Sergio Romano, editoriale del Corriere di oggi (nessuno si meravigli se queste parole suonano un pochino banali, ci si preoccupi piuttosto di ciò che le ha provocate):

Non credo vi sia stato un altro momento politico, dopo Tangentopoli, in cui i sentimenti di stima e fiducia della società per il vertice del Paese, soprattutto politico ma anche economico, abbiano toccato un punto così basso. (...) Le teorie del complotto rischiano di offuscare i termini del problema. La minaccia che incombe sul governo Prodi non viene, in ultima analisi, da una congiura trasversale dei suoi nemici. Il malessere nasce all’interno della coalizione e contagia il Paese. Il presidente del Consiglio ha un alto concetto di sé, si è fissato una rotta ed è convinto di poter tagliare il traguardo.

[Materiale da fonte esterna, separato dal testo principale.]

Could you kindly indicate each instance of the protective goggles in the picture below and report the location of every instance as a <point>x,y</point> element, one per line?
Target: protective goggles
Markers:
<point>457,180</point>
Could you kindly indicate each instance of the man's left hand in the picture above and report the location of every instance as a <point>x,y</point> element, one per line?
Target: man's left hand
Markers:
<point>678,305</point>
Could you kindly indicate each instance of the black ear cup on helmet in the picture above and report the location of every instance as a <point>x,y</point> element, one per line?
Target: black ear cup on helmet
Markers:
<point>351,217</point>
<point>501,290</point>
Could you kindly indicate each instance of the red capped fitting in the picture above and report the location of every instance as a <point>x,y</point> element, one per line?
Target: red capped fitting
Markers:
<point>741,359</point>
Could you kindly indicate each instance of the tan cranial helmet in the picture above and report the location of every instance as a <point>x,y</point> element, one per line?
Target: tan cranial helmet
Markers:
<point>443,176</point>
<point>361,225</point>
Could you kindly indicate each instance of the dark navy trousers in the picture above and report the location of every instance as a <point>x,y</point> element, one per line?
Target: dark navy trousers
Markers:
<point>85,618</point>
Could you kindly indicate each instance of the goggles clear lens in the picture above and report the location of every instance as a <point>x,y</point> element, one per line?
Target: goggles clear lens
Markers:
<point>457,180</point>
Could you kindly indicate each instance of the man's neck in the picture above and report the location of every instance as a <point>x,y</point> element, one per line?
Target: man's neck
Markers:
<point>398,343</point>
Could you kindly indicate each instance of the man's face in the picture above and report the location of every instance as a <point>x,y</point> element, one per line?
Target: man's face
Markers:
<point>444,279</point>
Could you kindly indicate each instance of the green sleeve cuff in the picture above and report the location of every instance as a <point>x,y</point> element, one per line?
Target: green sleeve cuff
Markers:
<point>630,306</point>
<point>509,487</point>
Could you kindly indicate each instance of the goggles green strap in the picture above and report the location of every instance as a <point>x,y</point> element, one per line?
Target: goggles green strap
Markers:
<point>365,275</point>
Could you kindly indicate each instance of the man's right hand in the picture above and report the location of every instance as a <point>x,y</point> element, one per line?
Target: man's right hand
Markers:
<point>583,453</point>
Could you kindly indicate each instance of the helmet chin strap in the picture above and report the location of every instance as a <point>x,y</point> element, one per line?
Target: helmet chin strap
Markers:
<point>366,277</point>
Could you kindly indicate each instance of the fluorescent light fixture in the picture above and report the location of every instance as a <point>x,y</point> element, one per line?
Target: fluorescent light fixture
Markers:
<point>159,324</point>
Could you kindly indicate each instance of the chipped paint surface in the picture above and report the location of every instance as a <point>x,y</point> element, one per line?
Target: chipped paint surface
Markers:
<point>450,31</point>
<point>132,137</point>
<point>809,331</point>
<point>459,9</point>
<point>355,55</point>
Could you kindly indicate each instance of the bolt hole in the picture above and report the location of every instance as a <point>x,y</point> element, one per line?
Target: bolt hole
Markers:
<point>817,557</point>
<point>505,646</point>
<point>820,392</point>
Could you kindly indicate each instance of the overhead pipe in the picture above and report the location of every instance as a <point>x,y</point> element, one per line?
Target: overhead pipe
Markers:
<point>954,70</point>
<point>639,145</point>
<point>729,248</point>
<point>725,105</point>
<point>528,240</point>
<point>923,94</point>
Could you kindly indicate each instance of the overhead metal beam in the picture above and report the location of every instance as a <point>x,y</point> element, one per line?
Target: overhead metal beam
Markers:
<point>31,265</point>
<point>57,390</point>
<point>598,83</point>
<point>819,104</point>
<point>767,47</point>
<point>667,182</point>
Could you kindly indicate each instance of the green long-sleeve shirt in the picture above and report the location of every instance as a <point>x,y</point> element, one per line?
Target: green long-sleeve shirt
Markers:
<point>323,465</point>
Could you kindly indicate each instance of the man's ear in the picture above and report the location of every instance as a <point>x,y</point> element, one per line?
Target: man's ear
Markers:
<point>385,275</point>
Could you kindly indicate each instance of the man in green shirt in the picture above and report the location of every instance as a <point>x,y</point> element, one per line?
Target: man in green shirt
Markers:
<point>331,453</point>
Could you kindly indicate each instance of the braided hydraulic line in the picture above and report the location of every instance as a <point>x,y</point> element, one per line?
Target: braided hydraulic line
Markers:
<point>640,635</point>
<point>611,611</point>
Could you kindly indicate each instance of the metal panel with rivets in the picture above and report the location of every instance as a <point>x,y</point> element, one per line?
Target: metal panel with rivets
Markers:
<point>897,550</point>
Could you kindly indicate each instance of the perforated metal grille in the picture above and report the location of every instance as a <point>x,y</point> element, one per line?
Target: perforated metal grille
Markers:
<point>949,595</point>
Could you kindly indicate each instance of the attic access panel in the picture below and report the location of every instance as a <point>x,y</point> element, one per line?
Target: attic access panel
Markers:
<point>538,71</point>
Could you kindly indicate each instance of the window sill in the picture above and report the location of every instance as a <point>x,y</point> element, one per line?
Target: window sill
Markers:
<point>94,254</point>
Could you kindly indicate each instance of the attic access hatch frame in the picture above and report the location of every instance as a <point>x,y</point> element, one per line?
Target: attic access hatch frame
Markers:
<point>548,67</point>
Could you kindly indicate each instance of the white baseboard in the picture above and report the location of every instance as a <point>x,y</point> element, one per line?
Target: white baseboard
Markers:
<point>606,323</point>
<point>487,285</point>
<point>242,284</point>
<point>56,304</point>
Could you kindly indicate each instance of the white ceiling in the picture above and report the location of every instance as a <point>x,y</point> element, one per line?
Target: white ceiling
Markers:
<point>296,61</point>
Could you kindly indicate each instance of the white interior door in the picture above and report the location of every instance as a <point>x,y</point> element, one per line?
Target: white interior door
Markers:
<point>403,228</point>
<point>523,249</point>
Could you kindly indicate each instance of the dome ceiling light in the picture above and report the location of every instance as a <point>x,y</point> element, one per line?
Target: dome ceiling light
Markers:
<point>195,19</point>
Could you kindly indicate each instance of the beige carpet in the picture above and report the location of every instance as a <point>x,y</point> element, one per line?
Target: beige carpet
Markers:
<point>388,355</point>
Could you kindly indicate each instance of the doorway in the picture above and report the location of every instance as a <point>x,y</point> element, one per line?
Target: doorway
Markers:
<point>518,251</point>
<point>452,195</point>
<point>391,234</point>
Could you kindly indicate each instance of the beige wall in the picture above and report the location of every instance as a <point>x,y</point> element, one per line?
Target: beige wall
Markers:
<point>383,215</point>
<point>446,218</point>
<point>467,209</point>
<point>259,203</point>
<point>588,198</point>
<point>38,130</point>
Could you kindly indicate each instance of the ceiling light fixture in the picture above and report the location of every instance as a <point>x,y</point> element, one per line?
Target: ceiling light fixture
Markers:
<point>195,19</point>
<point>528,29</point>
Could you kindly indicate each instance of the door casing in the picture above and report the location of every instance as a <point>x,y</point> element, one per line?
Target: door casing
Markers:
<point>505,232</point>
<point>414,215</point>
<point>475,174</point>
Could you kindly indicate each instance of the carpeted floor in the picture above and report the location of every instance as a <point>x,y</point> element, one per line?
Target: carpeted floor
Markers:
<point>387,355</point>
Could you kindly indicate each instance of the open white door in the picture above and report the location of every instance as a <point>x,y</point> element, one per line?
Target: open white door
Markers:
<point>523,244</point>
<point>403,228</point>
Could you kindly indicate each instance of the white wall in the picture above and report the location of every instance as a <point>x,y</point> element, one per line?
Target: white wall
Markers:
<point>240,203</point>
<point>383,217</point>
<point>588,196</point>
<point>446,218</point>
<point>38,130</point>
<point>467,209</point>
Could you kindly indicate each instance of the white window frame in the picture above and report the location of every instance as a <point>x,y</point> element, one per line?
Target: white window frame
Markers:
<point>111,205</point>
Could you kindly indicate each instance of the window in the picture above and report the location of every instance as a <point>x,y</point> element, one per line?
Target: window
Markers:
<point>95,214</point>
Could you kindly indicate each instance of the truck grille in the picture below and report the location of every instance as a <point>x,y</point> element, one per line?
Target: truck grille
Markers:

Ma non può ignorare che il suo governo è un coro di voci discordanti, che mai prima d’ora ministri e sottosegretari avevano dimostrato nei loro pubblici litigi un così scarso senso del pudore e che l’opinione pubblica attribuisce alle pressioni dell’estrema sinistra molte misure discutibili della Finanziaria. Anziché sospettare le intenzioni dei suoi nemici (non vi è governo che non ne abbia) Prodi dovrebbe interrogarsi sul malumore del Paese. Scoprirebbe che il «complotto » è il meno grave dei pericoli a cui deve far fronte.


Poi, in un'intervista a Repubblica, il premier si è pentito ("Nessun complotto"), ma intanto si è meritato questa bacchettata.